Viviana Triaca, Pietro CalissanoEuropean Brain Research Institute (EBRI)/R.L. Montalcini Foundation, and Institute of Cell Biology and Neuroscience, National Research Council (IBCN-CNR), Rome, Italy
Impairment of the nerve growth factor pathway driving amyloid accumulation in cholinergic neurons: the incipit of the Alzheimer's disease story?
Viviana Triaca*, Pietro Calissano
European Brain Research Institute (EBRI)/R.L. Montalcini Foundation, and Institute of Cell Biology and Neuroscience, National Research Council (IBCN-CNR), Rome, Italy
How to cite this article: Triaca V, Calissano P (2016) Impairment of the nerve growth factor pathway driving amyloid accumulation in cholinergic neurons∶ the incipit of the Alzheimer's disease story? Neural Regen Res 11(10)∶1553-1556.
Open access statement: This is an open access article distributed under the terms of the Creative Commons Attribution-NonCommercial-ShareAlike 3.0 License, which allows others to remix, tweak, and build upon the work non-commercially, as long as the author is credited and the new creations are licensed under the identical terms.

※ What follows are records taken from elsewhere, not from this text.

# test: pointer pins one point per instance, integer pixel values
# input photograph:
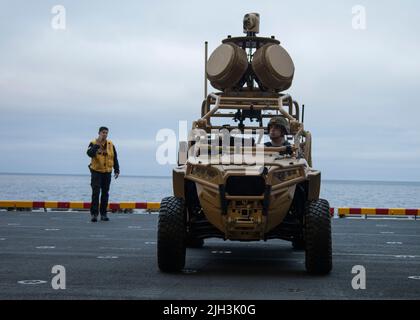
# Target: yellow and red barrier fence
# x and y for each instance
(76, 205)
(344, 212)
(118, 206)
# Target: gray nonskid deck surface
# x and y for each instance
(117, 260)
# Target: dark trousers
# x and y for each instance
(100, 183)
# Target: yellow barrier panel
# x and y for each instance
(153, 205)
(127, 205)
(343, 212)
(7, 204)
(396, 212)
(76, 205)
(23, 204)
(51, 204)
(371, 211)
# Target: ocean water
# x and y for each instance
(141, 189)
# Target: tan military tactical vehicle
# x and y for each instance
(228, 183)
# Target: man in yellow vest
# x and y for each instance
(103, 158)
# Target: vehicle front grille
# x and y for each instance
(245, 185)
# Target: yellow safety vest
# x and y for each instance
(104, 159)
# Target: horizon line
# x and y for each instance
(167, 177)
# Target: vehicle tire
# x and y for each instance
(193, 242)
(317, 231)
(171, 237)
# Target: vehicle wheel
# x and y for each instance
(298, 244)
(317, 228)
(193, 242)
(171, 235)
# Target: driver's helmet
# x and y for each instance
(279, 122)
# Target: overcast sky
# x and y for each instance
(137, 67)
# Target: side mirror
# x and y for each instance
(182, 153)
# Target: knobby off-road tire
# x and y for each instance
(171, 235)
(317, 228)
(193, 242)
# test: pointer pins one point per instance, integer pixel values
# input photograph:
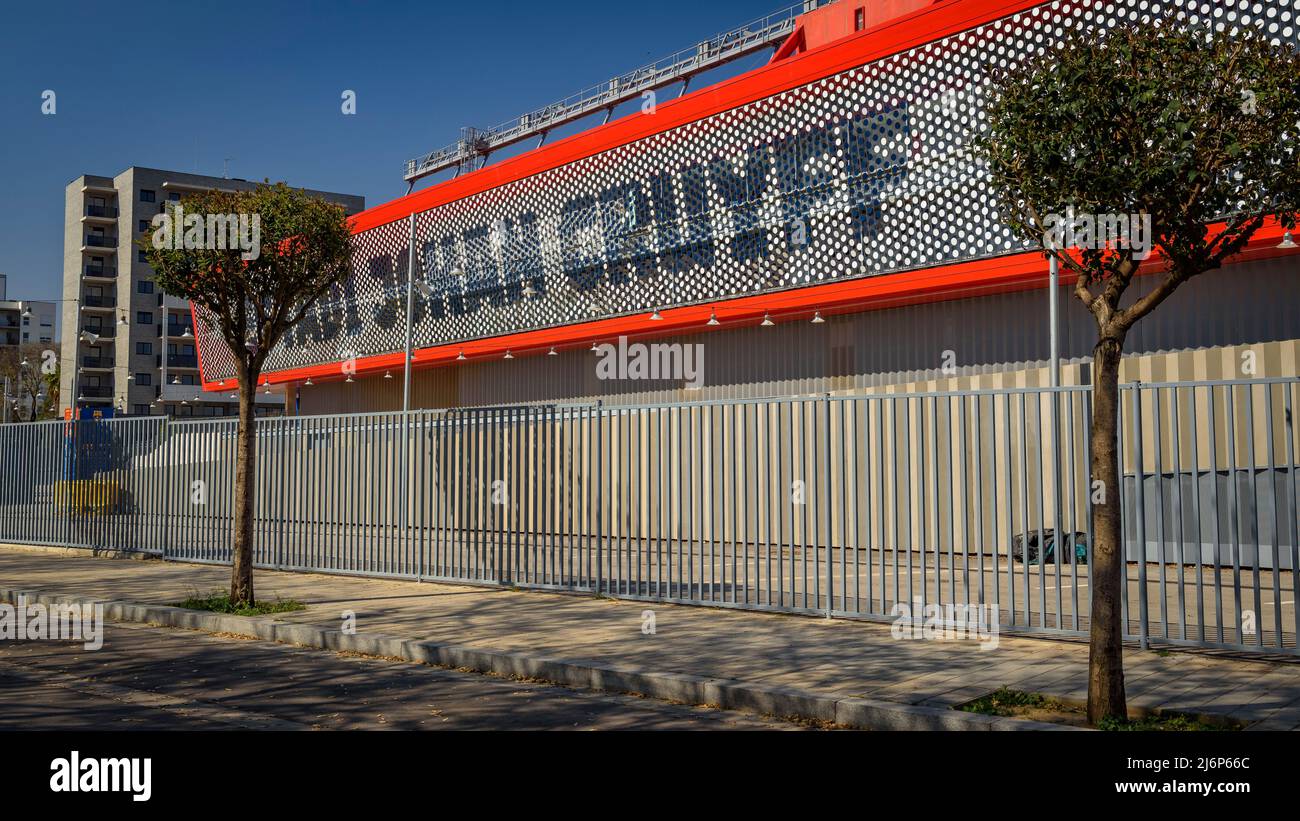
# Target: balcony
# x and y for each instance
(186, 392)
(103, 331)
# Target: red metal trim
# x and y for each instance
(792, 44)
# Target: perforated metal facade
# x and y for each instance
(859, 174)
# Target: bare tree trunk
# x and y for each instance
(241, 569)
(1105, 648)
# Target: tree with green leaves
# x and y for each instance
(31, 374)
(1187, 130)
(254, 263)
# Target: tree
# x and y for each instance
(1191, 130)
(252, 263)
(33, 374)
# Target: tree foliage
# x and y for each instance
(304, 246)
(1195, 130)
(1190, 129)
(254, 263)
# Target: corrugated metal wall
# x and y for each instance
(993, 341)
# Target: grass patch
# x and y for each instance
(1036, 707)
(1006, 702)
(1174, 722)
(219, 602)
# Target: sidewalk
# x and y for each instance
(840, 659)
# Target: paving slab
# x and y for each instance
(835, 659)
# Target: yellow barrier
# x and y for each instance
(87, 496)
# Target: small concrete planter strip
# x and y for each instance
(728, 694)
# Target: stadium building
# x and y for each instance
(817, 225)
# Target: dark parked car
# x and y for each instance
(1049, 550)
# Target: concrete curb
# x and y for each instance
(82, 552)
(729, 694)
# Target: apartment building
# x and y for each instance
(24, 321)
(133, 344)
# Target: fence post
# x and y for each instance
(1139, 502)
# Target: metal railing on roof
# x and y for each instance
(477, 143)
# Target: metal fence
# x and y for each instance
(837, 505)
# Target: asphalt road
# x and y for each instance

Funding: This study was supported by Ministry of Education, Universities and Research (MIUR/FIRB) funding to PC.
Data communicated as poster presentation to the following meetings:
1. “Molecular Mechanisms in Neuroscience”, Rome, Accademia dei Lincei, SINS, 3-5/10/2013, Angelicum Congress Center, Rome.
2. “Alzheimer's Association International Conference”, 12-17/07/2014, Copenhagen, Denmark.
3. “Mechanisms of Neurodegeneration”, 14 -17 June 2015, EMBL Heidelberg, Germany.
Viviana Triaca, Ph.D.,
viviana.triaca@ibcn.cnr.it.
Accepted: 2016-09-28
The current idea behind brain pathology is that disease is initiated by mild disturbances of common physiological processes. Overtime, the disruption of the neuronal homeostasis will determine irreversible degeneration and neuronal apoptosis. This could be also true in the case of nerve growth factor (NGF) alterations in sporadic Alzheimer’s disease (AD), an age-related pathology characterized by cholinergic loss, amyloid plaques and neurofibrillary tangles. In fact, the pathway activated by NGF, a key neurotrophin for the metabolism of basal forebrain cholinergic neurons (BFCN), is one of the first homeostatic systems affected in prodromal AD. NGF signaling dysfunctions have been thought for decades to occur in AD late stages, as a mere consequence of amyloid-driven disruption of the retrograde axonal transport of neurotrophins to BFCN. Nowadays, a wealth of knowledge is potentially opening a new scenario: NGF signaling impairment occurs at the onset of AD and correlates better than amyloid load with cognitive decline. The recent acceleration in the characterization of anatomical, functional and molecular profiles of early AD is aimed at maximizing the efficacy of existing treatments and setting novel therapies. Accordingly, the elucidation of the molecular events underlying APP metabolism regulation by the NGF pathway in the septo-hippocampal system is crucial for the identification of new target molecules to slow and eventually halt mild cognitive impairment (MCI) and its progression toward AD.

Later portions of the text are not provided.